El deteriorado portón de madera de la chiquera rechinó un profundo lamento al ceder. Laura Kozinski surgió en el umbral y profirió un seco y ceñudo saludo. El rostro rojo, resollante, manchado de sangre tras la reciente escaramuza, los ojos grises y brillantes, el pelo negro arrollado en una larga trenza a la espalda, la piel bronceada.
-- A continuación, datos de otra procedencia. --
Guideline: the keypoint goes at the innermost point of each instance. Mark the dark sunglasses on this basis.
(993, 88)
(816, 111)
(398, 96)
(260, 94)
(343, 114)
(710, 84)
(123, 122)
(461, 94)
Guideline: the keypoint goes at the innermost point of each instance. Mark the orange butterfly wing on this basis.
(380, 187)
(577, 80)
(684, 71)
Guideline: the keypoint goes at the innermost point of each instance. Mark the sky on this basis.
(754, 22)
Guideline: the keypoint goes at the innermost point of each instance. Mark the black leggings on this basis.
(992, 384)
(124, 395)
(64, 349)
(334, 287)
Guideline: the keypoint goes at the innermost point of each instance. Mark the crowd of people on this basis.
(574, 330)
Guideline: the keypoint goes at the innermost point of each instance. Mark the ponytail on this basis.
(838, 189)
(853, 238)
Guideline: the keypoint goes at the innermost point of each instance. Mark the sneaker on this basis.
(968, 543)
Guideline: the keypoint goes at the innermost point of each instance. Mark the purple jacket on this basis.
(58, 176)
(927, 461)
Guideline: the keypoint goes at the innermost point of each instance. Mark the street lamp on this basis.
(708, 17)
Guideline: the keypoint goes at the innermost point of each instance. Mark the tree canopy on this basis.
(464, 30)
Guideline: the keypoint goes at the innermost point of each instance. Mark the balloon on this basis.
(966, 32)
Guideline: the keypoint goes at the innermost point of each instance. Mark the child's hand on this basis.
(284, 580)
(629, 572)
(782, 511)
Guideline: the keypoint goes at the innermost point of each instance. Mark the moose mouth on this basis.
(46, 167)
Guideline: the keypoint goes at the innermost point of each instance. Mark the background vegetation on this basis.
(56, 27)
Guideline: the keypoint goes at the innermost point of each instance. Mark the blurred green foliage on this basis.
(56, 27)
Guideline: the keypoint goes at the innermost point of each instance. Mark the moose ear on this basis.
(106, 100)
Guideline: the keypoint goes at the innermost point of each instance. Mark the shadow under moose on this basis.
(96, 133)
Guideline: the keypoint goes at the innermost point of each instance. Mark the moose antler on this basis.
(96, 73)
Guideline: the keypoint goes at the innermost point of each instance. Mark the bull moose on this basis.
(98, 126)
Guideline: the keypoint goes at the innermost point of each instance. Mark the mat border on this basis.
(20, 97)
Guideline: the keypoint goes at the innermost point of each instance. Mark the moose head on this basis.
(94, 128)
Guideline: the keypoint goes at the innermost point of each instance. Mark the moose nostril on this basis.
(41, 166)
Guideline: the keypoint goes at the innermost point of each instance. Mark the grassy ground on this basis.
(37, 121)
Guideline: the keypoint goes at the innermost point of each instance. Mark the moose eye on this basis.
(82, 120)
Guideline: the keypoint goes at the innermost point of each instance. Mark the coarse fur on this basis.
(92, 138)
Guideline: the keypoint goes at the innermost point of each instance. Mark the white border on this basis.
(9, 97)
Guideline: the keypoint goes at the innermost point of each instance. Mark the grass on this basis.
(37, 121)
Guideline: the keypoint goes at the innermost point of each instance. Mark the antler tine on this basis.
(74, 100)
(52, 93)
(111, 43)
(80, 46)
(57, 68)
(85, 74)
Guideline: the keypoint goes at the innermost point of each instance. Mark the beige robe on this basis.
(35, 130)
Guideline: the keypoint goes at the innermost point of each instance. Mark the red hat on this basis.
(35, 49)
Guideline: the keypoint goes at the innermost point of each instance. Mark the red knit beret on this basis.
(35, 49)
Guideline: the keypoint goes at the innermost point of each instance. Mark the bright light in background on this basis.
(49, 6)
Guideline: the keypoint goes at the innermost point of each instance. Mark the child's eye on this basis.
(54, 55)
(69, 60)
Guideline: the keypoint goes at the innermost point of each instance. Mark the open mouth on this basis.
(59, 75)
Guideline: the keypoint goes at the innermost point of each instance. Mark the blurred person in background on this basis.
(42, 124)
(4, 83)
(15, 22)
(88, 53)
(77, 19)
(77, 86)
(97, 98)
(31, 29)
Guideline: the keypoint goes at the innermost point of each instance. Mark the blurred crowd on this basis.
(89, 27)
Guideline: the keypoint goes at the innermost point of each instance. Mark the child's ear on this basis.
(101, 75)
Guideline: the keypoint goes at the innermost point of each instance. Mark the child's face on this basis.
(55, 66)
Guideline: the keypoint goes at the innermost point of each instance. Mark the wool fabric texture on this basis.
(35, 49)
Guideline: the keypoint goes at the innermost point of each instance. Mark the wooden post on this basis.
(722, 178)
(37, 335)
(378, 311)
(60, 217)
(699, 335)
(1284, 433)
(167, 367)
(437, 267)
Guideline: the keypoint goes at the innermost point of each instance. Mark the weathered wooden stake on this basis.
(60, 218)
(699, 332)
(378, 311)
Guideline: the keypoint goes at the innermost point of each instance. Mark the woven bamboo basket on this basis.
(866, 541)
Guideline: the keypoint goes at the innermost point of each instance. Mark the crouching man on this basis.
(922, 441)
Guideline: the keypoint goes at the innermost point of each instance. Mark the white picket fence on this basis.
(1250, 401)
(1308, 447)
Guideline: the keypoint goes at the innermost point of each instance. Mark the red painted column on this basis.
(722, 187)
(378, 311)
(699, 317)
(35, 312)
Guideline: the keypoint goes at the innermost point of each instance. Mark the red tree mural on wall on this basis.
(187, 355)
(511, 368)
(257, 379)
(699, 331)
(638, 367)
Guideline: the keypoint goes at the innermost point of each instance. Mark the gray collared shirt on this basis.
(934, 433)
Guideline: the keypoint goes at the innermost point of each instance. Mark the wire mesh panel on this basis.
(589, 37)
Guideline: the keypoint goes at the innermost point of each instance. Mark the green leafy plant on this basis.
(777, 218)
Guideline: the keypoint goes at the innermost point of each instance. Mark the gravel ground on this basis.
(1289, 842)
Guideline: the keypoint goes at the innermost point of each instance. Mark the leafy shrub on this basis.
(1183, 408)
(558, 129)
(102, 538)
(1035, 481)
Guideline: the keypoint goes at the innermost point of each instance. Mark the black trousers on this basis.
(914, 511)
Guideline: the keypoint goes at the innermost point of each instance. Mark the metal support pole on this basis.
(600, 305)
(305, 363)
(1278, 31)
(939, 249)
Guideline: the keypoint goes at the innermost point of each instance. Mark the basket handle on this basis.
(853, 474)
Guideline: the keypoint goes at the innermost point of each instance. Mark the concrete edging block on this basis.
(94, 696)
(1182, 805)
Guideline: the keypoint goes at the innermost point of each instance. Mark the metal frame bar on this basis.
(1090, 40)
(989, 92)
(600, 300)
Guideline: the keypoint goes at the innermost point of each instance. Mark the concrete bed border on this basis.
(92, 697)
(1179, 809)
Sin dirigirse a nadie en particular pronunció muy seria.

- A los Mandos Revolucionarios... Paso a informar:
El control del “Para” en el llano ha dejado de existir. ¡Acaba de ser erradicado!
Bajas del enemigo: ¡Siete puercos pelánganos!
Bajas personales del destacamento: Tres.
- Lamentando la pérdida del Comandante en funciones Herrera Prado, lamentando la baja del Sargento Juan Pardo Quiñones y de la compañera y brava luchadora Susana Matías.

Seguidamente alzó el oscuro fusil kalashnikov, casi tan grande como ella, y con semblante crispado chilló.

- ¡Que viva la revolución! ¡Muerte a los Capitalistas!

Cinco chiquillos famélicos de apenas trece y catorce años la acompañaron, alzando no sin esfuerzo, otros tantos fusiles mayores que sus ajados cuerpecillos.

- ¡Viva, viva la revolución! ¡Muerte a los cerdos del valle! Aullaron.

Ella, sin despeinarse, añadió.

- Puesto que mi rango es el de Cabo de Primera, y dadas las bajas habidas, soy la siguiente en jerarquía, y desde este mismo momento paso a comandar el destacamento revolucionario Tihualaxa y decreto, que visto el incumplimiento y la traición habida por parte del Gobierno Tirano y Capitalista de nuestra doblegada nación, a la mañana misma que sale, el rehén, es decir el sirviente del capitalismo global que por desgracia impera en el mundo, será ejecutado de tiro en la nuca.

Los otros cinco se cuadraron y subrayaron.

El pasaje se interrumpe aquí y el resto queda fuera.